Sie erwähnen die G-8-Gipfel, die seit der Finanzkrise um die G-20-Gipfel erweitert wurden. Hier handelt es sich um informelle Treffen der Regierungschefs der wichtigsten Industriestaaten, die im Vergleich zu "Bilderberg" öffentlicher und auch bedeutsamer sind, weil dort Verabredungen getroffen werden, die direkten Einfluss auf die nationalen Politiken haben. So kam beim letzten G-20-Gipfel in Toronto heraus, dass sich die 20 führenden Industriestaaten nicht auf eine gemeinsame Strategie zur Regulierung der Finanzmärkte einigen konnten. Gleichzeitig wurden Verabredungen über den Abbau der Staatsschulden getroffen, die einen Kompromiss darstellen zwischen Ländern, die ihre Schulden rascher abbauen wollen, auch um den Preis, die wirtschaftliche Erholung dadurch weider abzuwürgen, und Ländern, die größere Beiträge zur Konjunkturbelebung fordern, um durch ein höheres Wachstum die Schulden abzubauen.
Sinn und Zweck dieser Bilderberger Konferenzen ist ein rein informeller Meinungsaustausch von führenden und auch einflussreichen Persönlichkeiten über die zentralen politischen und wirtschaftlichen Probleme in der Welt. Die Funktion dieser Konferenzen besteht darin, dass dort über zentrale Probleme "tacheles" geredet werden kann, ohne dass das dort Besprochene gleich am nächsten Tag in den Zeitungen steht. Daher wird eine Öffentlichkeit auch nicht zugelassen. Aber selbst wenn auf diesen Treffen konkrete Verabredungen getroffen werden sollten, müssen sie letztlich in praktische Politik umgesetzt werden. Spätestens dann werden diese Verabredungen auch öffentlich, weil sie in entsprechende Gesetzgebungsverfahren und Entscheidungen in den nationalen Parlamenten münden.
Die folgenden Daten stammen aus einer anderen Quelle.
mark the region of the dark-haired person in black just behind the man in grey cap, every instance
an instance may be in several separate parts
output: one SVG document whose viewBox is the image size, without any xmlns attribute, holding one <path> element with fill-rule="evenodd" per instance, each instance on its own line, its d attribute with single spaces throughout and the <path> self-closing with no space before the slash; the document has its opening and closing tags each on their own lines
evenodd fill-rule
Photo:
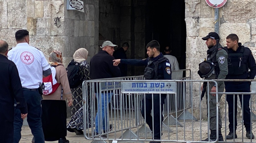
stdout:
<svg viewBox="0 0 256 143">
<path fill-rule="evenodd" d="M 128 50 L 128 48 L 129 44 L 127 42 L 123 43 L 120 49 L 114 51 L 113 57 L 115 57 L 115 59 L 127 59 L 126 51 Z M 120 68 L 121 77 L 127 76 L 127 64 L 120 63 L 118 67 Z"/>
</svg>

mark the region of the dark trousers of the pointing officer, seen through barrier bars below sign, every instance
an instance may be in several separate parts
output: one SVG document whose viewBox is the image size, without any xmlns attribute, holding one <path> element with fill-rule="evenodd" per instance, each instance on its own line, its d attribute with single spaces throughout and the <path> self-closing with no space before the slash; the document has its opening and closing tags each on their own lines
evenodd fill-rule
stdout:
<svg viewBox="0 0 256 143">
<path fill-rule="evenodd" d="M 151 110 L 153 109 L 152 115 L 154 116 L 154 134 L 153 137 L 155 140 L 160 140 L 161 134 L 160 129 L 162 131 L 162 122 L 164 120 L 163 117 L 163 106 L 166 95 L 153 94 L 153 106 L 152 106 L 152 94 L 146 94 L 146 96 L 142 100 L 141 106 L 141 115 L 145 119 L 146 123 L 149 125 L 151 131 L 153 131 L 153 118 L 151 116 Z M 144 103 L 145 102 L 145 103 Z M 161 102 L 161 104 L 160 104 Z M 161 111 L 160 111 L 161 109 Z M 161 121 L 160 121 L 161 120 Z M 160 126 L 161 124 L 161 126 Z"/>
</svg>

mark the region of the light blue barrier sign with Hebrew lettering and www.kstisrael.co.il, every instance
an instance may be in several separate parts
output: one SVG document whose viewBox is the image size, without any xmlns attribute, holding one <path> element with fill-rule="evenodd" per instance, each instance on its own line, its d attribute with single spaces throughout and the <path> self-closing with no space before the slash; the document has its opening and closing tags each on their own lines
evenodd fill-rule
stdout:
<svg viewBox="0 0 256 143">
<path fill-rule="evenodd" d="M 175 93 L 175 82 L 122 82 L 122 93 Z"/>
</svg>

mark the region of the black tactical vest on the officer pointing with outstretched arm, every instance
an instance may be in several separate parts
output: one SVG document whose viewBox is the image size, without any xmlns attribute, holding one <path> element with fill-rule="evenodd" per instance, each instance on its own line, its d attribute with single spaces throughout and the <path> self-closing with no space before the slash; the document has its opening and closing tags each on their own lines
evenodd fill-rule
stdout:
<svg viewBox="0 0 256 143">
<path fill-rule="evenodd" d="M 147 67 L 145 68 L 144 71 L 144 77 L 146 80 L 163 80 L 164 75 L 159 75 L 158 74 L 158 65 L 159 63 L 162 63 L 164 61 L 168 60 L 165 57 L 159 58 L 158 60 L 155 61 L 149 61 Z"/>
</svg>

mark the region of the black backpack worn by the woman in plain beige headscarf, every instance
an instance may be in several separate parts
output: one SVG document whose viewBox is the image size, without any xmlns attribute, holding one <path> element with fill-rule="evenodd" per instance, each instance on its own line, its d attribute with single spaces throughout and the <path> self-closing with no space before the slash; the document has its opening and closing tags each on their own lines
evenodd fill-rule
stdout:
<svg viewBox="0 0 256 143">
<path fill-rule="evenodd" d="M 78 87 L 82 81 L 80 80 L 80 65 L 78 62 L 74 62 L 74 59 L 72 59 L 69 62 L 68 67 L 66 68 L 67 76 L 69 80 L 69 87 L 71 89 Z"/>
</svg>

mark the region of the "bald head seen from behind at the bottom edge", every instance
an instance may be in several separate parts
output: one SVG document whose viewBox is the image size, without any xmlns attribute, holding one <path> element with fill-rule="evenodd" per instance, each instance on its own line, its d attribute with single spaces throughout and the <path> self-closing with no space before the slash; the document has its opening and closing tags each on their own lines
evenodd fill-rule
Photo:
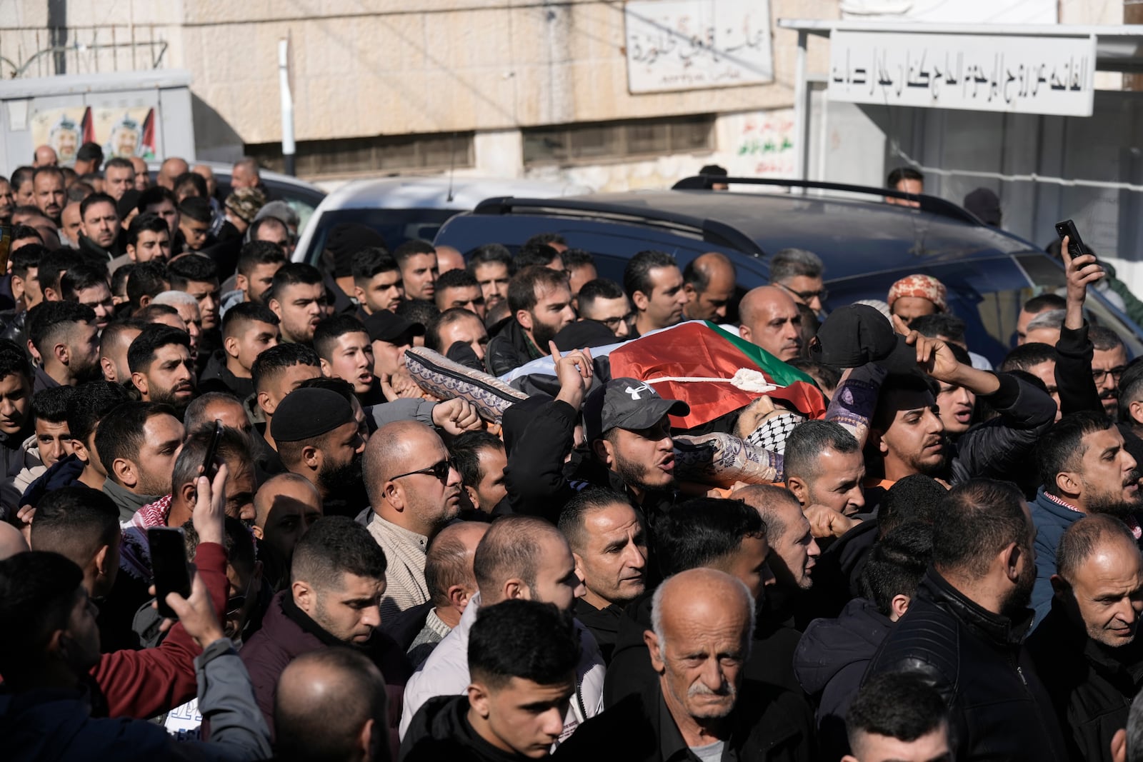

"Bilderberg" ist also keine "Weltregierung", schon allein deshalb nicht, weil sich die personelle Zusammensetzung der teilnehmenden Personen permanent ändert und häufig auch wichtige Persönlichkeiten und Repräsentanten von einflussreichen Staaten fehlen, ohne die entscheidende Weichenstellungen gar nicht erfolgen können. "Bilderberg" und auch den G-8- und G-20-Gipfeln fehlt es gemeinsam an demokratischer Legitimation. Daher gehören die globalen Probleme in der Welt, von der Bekämpfung von Armut bis zur Regulierung der Finanzmärkte, von der Klimakatastrophe bis zur friedlichen Lösung von Konflikten, in die Institutionen der Vereinten Nationen. Die UNO ist das einzige weltweite Gremium, in dem alle Staaten der Welt vertreten sind und als Forum dazu legitimiert wären, die globalen Herausforderungen auch gemeinsam anzugehen und nach gemeinsamen Lösungen zu suchen.